In a recent interview, Gary Pisano and Willy Shih of Harvard Business School outline the importance of maintaining manufacturing capabilities in the United States. They argue that the loss of manufacturing in the United States endangers our ability to innovate and that American students presently misperceive manufacturing to be all brawn and no brains. We agree and would argue further that focusing on improving opportunities for manufacturers to locate in urban environments can help stem this tide.
Pisano and Shih offer the manufacture of flat panel displays as an example of an activity that does not take place on American soil and thereby hampers our ability to innovate. Basically, when an industry ceases to produce, a firm understanding of the product ceases along with the production. The likelihood of theoretical innovation in an industry falls off a cliff when researchers cannot be part of the commercialization process.
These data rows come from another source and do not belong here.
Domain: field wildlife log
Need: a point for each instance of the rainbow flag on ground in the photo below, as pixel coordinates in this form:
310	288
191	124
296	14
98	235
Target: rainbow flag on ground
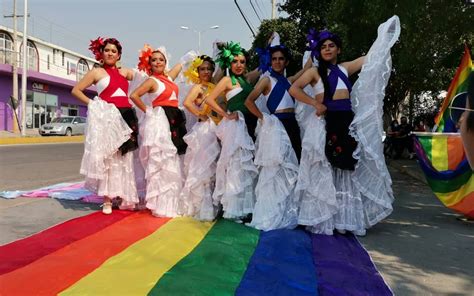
134	253
443	122
443	161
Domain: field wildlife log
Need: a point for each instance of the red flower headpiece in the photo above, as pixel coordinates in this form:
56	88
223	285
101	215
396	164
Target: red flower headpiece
144	59
95	46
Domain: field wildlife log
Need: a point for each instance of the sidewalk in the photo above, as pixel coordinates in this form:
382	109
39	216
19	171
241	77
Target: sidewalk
33	137
408	167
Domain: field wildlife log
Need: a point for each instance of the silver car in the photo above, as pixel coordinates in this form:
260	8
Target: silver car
65	126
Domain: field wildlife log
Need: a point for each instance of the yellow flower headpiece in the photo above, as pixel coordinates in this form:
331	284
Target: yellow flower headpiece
191	73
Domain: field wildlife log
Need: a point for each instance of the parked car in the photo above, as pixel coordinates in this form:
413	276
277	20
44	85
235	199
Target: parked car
65	126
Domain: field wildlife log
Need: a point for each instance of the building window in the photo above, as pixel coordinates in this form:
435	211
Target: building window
82	69
33	62
6	48
32	57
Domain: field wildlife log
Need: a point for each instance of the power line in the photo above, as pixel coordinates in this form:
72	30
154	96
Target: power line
253	7
245	19
264	14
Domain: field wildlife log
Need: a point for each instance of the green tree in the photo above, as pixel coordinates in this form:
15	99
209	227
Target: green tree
424	59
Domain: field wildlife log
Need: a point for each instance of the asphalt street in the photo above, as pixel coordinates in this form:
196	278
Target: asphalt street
24	167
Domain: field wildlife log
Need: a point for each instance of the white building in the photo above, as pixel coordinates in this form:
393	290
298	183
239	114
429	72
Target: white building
52	72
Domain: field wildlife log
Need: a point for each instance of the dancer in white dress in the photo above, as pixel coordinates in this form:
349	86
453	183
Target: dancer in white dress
203	148
349	149
278	144
236	172
111	133
162	129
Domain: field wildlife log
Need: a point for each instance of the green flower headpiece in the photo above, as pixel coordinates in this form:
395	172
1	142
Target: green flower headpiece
227	53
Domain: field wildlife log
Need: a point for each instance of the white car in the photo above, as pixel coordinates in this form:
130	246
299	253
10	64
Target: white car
64	126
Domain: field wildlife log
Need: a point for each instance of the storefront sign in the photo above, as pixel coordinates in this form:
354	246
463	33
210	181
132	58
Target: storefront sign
40	86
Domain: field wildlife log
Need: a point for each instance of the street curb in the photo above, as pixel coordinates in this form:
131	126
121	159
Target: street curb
418	176
41	140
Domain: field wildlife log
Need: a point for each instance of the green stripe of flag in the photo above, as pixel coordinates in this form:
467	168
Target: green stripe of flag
216	266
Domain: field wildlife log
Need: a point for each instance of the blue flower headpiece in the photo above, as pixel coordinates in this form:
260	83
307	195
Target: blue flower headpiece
316	39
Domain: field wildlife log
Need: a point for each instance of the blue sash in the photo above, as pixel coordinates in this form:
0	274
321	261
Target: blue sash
333	77
278	91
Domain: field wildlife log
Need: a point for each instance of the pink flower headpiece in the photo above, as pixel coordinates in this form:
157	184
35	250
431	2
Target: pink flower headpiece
97	45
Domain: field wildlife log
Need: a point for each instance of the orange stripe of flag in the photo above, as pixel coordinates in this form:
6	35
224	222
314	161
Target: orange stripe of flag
59	270
455	152
465	206
461	73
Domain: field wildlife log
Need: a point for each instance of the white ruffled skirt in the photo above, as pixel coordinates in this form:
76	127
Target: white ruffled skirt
236	172
162	166
200	166
276	205
106	171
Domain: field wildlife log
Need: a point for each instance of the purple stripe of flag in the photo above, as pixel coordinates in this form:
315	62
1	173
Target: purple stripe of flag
344	267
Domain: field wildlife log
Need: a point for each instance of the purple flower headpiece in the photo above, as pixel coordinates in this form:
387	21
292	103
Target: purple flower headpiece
265	56
316	39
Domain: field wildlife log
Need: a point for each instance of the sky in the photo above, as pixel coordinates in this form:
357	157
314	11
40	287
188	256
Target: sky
73	23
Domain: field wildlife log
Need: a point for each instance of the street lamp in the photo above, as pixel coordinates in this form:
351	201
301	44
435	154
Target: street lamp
199	33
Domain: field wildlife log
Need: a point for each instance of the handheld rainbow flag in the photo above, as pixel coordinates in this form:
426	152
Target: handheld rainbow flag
441	157
443	122
134	253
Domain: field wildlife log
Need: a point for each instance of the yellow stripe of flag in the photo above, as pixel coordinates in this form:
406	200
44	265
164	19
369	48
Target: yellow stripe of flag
439	153
137	269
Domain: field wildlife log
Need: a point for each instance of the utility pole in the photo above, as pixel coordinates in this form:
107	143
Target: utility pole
273	9
25	70
15	66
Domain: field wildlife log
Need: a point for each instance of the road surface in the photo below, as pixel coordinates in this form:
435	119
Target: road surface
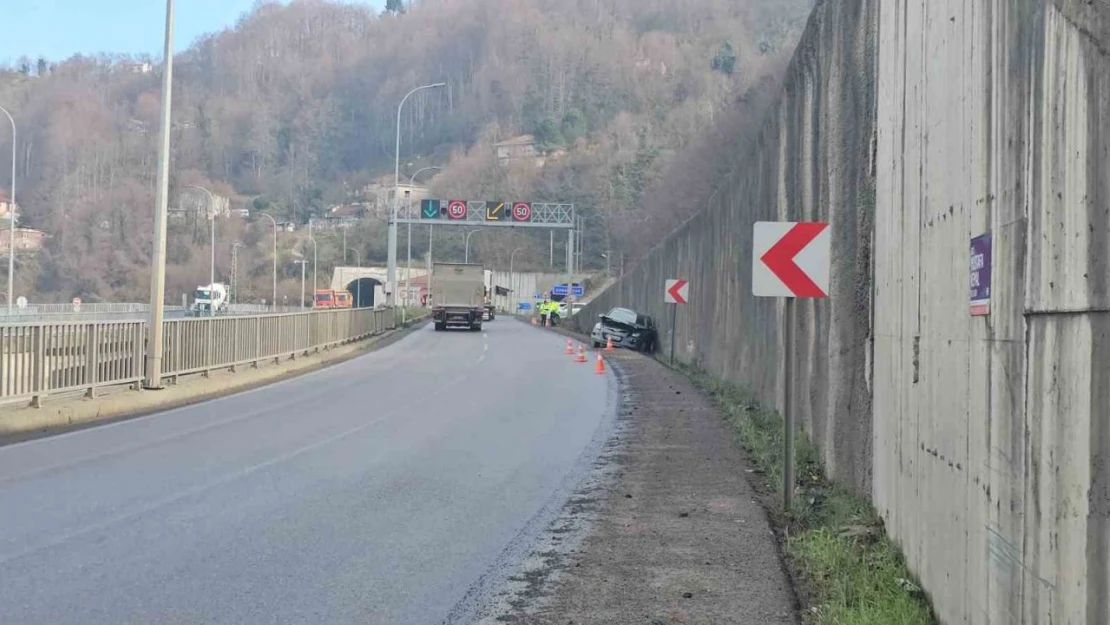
382	490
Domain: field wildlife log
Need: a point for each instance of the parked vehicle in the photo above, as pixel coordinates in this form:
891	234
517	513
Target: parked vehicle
457	295
210	298
330	299
627	329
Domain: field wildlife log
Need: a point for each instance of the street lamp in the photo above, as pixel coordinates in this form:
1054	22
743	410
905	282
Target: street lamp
274	301
466	251
11	215
302	263
234	272
392	253
357	282
313	239
608	263
153	369
512	285
211	213
409	263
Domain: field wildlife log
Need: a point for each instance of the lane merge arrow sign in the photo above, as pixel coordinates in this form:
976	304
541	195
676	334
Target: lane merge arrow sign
790	259
676	291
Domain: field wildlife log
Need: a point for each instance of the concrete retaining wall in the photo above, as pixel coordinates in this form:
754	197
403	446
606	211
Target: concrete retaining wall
813	160
991	433
985	441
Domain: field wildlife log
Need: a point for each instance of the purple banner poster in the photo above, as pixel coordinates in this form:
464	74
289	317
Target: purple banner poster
980	275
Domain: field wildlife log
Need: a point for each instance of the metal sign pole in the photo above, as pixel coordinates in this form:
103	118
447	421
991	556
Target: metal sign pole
674	315
788	404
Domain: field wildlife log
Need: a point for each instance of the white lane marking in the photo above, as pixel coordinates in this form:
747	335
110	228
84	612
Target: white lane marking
225	480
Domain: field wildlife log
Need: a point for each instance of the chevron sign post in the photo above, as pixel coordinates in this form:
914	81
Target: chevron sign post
790	260
675	292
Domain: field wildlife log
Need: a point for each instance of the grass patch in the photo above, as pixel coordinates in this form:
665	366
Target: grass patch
412	314
854	574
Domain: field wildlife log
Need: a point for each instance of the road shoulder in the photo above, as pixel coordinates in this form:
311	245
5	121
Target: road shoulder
676	533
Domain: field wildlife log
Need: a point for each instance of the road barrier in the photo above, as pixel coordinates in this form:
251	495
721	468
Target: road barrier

They also point out that the American university system has put a premium on "knowledge" work and has at the same time separated manufacturing from that classification. That effort has stigmatized the process of making things. Fortunately, there seems to be renewed interest from students in getting into making and hacking, evidenced by the popularity of Make magazine and television shows like Mythbusters.
We think that industries should not only return their manufacturing to the United States, but focus on dense urban environments when locating production facilities. "Knowledge work" industries understand this, choosing to locate in New York, Philadelphia, Austin and other cities. Because manufacturing is, in fact, knowledge work, manufacturers stand to gain many of the same innovation benefits by being in urban environments, principally the chance interactions between like-minded individuals and the well-documented creative class density.